Grand maître rakugoka d'Osaka, Hayashiya Someta devient alors le mentor de Cyril pour cette longue et dense période d'initiation à cet art japonais. Tout au long de l'année 2010, Cyril se rendra une fois par mois dans la capitale du Kansai pour y étudier le rakugo, tel un sérieux disciple. Il se forme aux différentes techniques, y apprend les codes stricts et débute son répertoire d'histoires à chute... tout cela en japonais, bien évidemment. La complicité entre Cyril et Stéphane les amènera à développer différents projets, sous le regard bienveillant de maître Someta. Bien acceptés dans la communauté, plutôt fermée, des rakugoka, les deux conteurs français démarrent leur "carrière" en 2011. Première scène à Tokyo pour Cyril. Spectacles en France pour Stéphane. Aujourd'hui, les amis des mots et du geste organisent leur 4ème tournée au Japon pour la fin 2017. A raison d'une tournée tous les deux ans, les sages élèves de 2009-2010 ont donc fait du chemin.. un chemin parsemé de drôles d'histoires et de personnages hauts en couleur.
Un parcours, lui aussi, à la française
Incollable sur le sujet, Cyril se met alors à nous conter les niveaux d'apprentissage pour espérer, un jour, devenir maître rakugoka. Et à la mode japonaise, cela veut dire que le chemin sera long et difficile, voire très long et très difficile. Avec son statut particulier, Cyril a réussi à se faire accepter de ce monde artistique sans devoir gravir tous les échelons qui mènent la vie dure à tous ceux qui entreprennent son ascension. La patience est mère de toutes les vertus.

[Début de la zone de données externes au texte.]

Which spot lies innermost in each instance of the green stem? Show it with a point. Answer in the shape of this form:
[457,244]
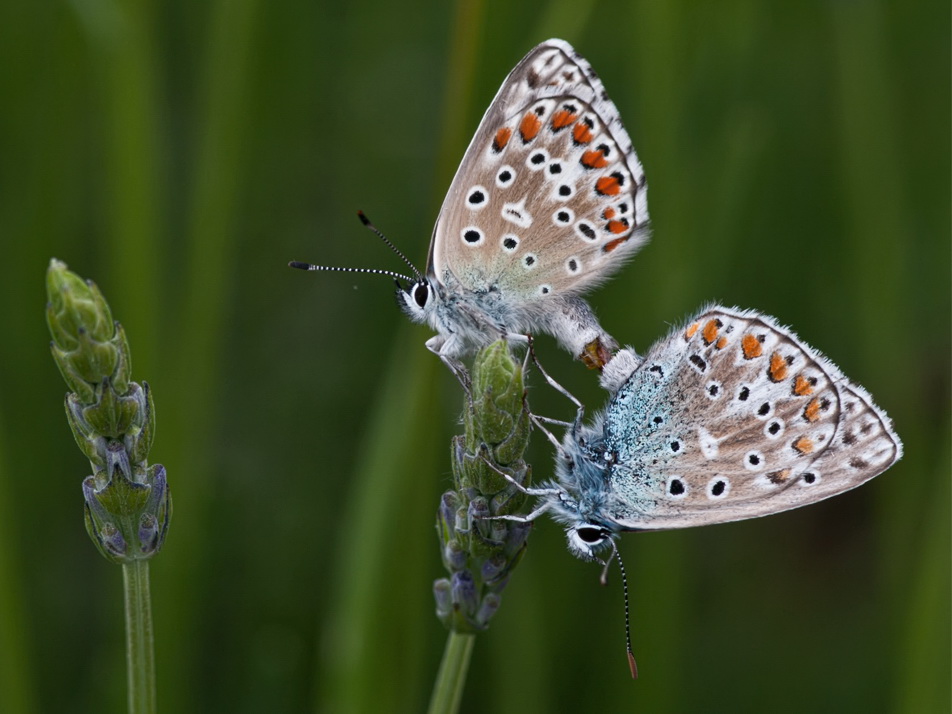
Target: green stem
[448,690]
[140,661]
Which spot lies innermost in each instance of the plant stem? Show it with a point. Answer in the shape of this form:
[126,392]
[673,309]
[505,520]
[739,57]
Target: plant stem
[448,689]
[140,660]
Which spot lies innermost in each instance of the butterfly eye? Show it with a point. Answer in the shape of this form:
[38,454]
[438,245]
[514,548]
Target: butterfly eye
[590,534]
[421,293]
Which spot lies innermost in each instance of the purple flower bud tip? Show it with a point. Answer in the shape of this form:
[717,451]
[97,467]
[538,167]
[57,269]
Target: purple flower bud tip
[490,604]
[463,591]
[112,539]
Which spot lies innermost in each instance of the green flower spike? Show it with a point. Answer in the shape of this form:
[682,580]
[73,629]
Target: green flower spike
[112,418]
[478,552]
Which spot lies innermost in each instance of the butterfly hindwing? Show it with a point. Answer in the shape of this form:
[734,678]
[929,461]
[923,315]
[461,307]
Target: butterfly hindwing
[550,196]
[734,417]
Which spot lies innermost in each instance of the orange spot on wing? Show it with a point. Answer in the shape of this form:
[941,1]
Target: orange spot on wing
[581,133]
[562,119]
[802,387]
[804,445]
[612,244]
[501,139]
[710,331]
[778,367]
[812,411]
[529,127]
[594,160]
[608,186]
[751,347]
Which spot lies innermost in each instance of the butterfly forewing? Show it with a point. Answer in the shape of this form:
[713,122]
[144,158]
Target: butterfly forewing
[733,417]
[550,197]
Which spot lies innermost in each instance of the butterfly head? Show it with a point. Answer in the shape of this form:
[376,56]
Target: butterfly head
[586,540]
[419,299]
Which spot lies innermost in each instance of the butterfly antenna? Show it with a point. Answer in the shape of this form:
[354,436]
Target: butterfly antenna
[632,665]
[332,269]
[381,236]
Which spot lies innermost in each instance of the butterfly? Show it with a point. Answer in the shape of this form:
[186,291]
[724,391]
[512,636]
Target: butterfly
[729,417]
[549,200]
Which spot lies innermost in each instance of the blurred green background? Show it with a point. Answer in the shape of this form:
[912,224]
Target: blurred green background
[180,153]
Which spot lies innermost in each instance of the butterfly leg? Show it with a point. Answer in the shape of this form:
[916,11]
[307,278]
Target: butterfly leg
[580,408]
[443,348]
[519,486]
[577,330]
[544,492]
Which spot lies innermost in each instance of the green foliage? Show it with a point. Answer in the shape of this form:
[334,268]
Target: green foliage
[478,552]
[128,505]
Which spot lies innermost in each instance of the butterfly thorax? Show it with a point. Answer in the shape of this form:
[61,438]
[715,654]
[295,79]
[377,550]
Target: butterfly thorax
[465,319]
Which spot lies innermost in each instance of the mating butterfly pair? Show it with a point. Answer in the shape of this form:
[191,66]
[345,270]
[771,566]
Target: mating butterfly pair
[730,417]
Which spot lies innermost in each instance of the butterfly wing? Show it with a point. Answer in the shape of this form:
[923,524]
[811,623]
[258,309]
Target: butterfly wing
[734,417]
[550,196]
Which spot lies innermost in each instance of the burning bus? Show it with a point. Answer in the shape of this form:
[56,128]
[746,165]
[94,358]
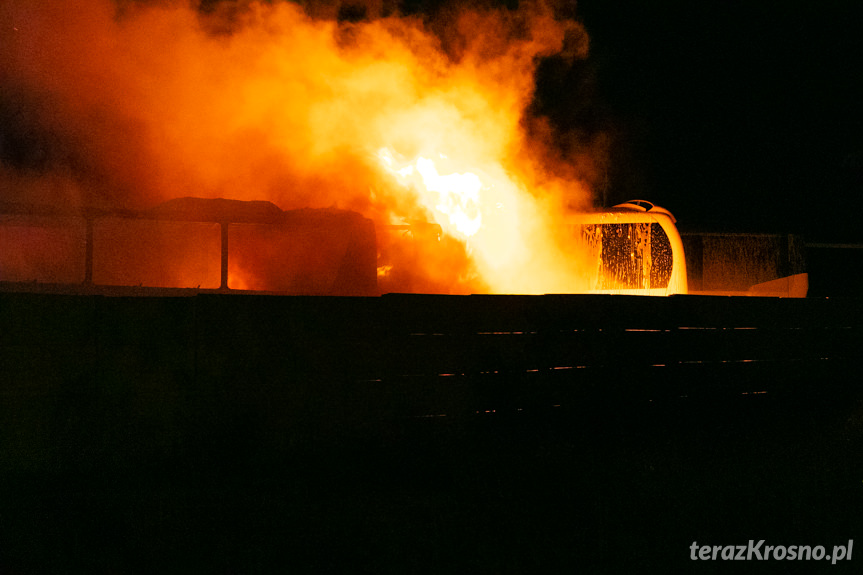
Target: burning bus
[229,245]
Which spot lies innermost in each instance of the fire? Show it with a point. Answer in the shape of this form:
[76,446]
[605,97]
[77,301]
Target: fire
[454,199]
[399,118]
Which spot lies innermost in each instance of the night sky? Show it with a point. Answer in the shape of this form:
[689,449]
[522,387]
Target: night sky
[736,116]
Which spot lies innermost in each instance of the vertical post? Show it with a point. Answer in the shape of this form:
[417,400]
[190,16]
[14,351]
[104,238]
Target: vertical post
[224,283]
[88,252]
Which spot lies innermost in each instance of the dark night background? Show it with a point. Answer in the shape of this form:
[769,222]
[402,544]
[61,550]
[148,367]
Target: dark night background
[736,116]
[228,433]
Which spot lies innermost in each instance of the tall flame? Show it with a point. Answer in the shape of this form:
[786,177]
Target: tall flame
[129,104]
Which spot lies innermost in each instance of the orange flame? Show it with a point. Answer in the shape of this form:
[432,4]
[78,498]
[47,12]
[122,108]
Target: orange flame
[383,117]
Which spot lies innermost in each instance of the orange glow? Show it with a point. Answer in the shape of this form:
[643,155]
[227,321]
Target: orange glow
[270,102]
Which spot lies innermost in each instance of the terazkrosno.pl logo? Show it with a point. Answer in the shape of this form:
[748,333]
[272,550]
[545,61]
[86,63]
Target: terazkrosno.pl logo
[758,551]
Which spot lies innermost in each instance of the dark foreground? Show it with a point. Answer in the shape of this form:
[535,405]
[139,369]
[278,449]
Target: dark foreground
[242,434]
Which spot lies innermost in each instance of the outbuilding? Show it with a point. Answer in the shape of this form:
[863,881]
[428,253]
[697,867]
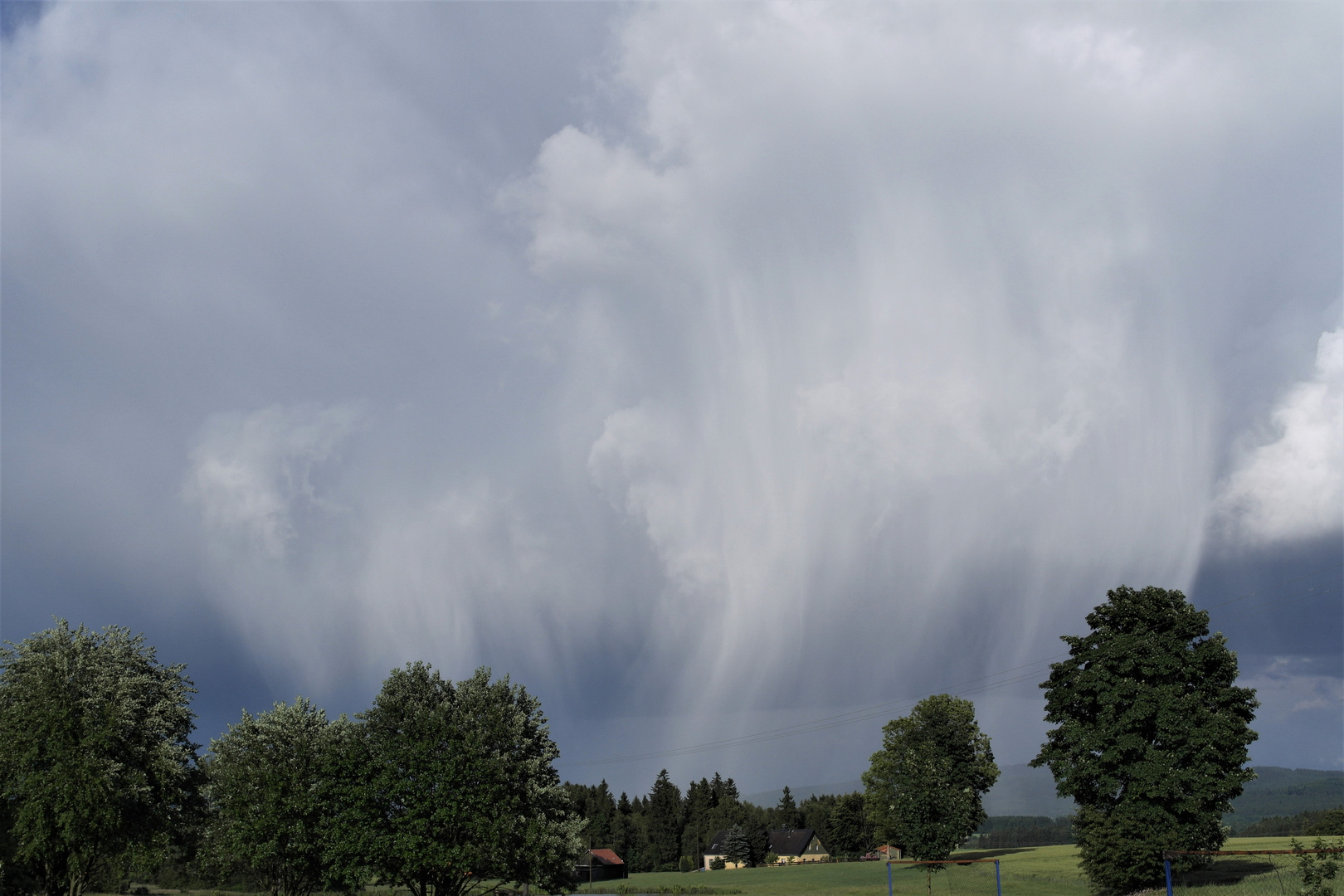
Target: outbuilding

La première année, vous officiez en tant que minarai. En transposant cette étape au monde de l'entreprise, vous êtes le gentil stagiaire observateur. Les trois années suivantes, vous devenez zenza. Corvéable à souhait, vous êtes le disciple du maître et ne réalisez que les tâches que ce dernier ne réalise plus. Vous débutez tout de même l'apprentissage des histoires de base du répertoire mais vous ne vivez que des étrennes que votre maître aura décidé de vous offrir. L'étape supérieure vous ouvre alors les portes d'une véritable carrière. Pendant 7 ans environ, votre statut de futatsume (professionnel) vous permet de toucher vos premiers cachets. Vous vous forgez votre caractère et mettez en scène votre propre style de rakugo. Les derniers efforts consommés, l'ultime étape vous accorde sa clémence et vous propulse shin'uchi, ou maître rakugo. Pour boucler la boucle, ce statut honorifique vous donne le droit de bénéficier de votre propre disciple.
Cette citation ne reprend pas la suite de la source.